US banking made the point most clearly. KPMG said regulatory approval timelines continued to shorten, but that speed did not reduce complexity. Late-2025 federal review timelines for several large bank mergers fell to 49, 67, 88 and 95 days, a sharp acceleration that compresses the time available for integration planning. That shifts work earlier in the process, pulling in control design, data migration, operating-model analysis and regulatory readiness before a deal is even signed.

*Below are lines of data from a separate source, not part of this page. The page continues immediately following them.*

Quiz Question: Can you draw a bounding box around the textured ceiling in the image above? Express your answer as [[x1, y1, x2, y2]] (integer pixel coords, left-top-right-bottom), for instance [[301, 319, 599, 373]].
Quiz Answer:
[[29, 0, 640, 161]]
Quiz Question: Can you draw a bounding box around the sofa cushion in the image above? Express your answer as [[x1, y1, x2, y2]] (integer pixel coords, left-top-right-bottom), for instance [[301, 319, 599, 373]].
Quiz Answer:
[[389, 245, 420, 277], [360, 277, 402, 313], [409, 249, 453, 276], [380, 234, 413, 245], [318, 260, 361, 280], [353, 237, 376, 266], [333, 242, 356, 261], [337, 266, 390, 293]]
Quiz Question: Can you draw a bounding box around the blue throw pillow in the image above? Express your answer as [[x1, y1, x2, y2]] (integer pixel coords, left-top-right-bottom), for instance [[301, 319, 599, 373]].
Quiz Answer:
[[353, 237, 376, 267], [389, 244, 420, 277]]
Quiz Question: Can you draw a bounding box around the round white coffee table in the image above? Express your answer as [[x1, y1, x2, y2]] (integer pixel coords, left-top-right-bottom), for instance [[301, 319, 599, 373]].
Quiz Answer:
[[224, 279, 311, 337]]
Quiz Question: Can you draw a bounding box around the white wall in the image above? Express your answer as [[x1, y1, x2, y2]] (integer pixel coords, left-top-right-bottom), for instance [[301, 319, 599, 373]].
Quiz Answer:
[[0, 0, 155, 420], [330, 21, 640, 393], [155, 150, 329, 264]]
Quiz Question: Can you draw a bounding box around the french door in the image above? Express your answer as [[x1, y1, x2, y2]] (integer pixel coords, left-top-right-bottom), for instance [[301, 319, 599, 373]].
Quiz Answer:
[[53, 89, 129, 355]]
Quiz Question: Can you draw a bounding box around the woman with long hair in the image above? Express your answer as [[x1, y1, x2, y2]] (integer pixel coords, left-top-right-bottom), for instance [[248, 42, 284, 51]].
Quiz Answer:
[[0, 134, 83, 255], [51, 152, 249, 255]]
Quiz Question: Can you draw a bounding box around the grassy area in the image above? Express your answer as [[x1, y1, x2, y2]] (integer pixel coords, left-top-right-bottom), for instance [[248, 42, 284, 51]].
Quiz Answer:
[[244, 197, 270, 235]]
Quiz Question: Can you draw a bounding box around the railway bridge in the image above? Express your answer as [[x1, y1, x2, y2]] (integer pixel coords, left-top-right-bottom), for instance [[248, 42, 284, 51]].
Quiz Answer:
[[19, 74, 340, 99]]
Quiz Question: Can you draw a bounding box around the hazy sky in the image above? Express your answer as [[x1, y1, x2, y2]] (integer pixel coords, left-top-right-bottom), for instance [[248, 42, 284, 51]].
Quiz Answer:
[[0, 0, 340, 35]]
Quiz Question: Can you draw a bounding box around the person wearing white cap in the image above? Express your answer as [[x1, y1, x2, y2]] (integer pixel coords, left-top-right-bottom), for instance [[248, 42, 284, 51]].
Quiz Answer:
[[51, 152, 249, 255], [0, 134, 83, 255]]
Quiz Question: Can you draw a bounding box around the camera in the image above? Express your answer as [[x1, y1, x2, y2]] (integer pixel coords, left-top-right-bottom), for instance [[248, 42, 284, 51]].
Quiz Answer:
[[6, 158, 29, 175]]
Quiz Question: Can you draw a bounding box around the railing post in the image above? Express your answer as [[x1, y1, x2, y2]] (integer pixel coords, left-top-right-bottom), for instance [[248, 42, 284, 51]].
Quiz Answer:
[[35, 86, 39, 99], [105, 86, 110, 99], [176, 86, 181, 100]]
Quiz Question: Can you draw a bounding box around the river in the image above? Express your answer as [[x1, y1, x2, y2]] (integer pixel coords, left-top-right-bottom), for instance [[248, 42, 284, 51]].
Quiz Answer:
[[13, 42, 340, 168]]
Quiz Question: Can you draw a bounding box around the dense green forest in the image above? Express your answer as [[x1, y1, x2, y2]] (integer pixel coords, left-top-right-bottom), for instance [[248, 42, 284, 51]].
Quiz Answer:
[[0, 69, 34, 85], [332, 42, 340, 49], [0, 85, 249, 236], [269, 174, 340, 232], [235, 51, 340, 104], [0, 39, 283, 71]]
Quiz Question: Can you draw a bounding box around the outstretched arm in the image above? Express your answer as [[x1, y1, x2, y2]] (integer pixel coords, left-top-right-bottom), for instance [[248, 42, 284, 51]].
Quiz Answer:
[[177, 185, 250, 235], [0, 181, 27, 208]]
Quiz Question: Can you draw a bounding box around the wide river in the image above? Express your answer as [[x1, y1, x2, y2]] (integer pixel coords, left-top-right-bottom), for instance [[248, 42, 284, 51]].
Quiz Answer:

The latest activity numbers show why the work is getting more concentrated, not less. Ankura Consulting Group said US bank M&A in Q1 2026 totaled 33 announced transactions worth $15.7 billion, the largest first-quarter combined value since 2019, excluding the Capital One-Discover deal. It also said 53 bank deals were completed in the quarter, the highest total since Q4 2021. In that kind of market, a small number of large transactions can drive the headline value, which makes execution quality more important than raw volume.

The broader backdrop is a market split by strategy. Some banks are chasing scale, some are partnering with fintechs and some are consolidating to fund technology investment. PwC said global financial-services deal value rose 25% in 2025 even as volumes rose just 4%, underscoring how much larger deals are doing the heavy lifting. KPMG’s own global M&A outlook was based on 700 decision-makers across 20 countries and jurisdictions, and its message was similar: financial-services dealmaking is not disappearing, but it is becoming more disciplined.

That puts a premium on the kind of work KPMG professionals are asked to do under tight deadlines. Buyers now want sharper theses, cleaner execution and earlier answers on integration risk. A thinner market can still be labor-intensive, and for KPMG’s practitioners, the new pressure point is not deal count. It is whether each deal can survive a closer, faster and more unforgiving review.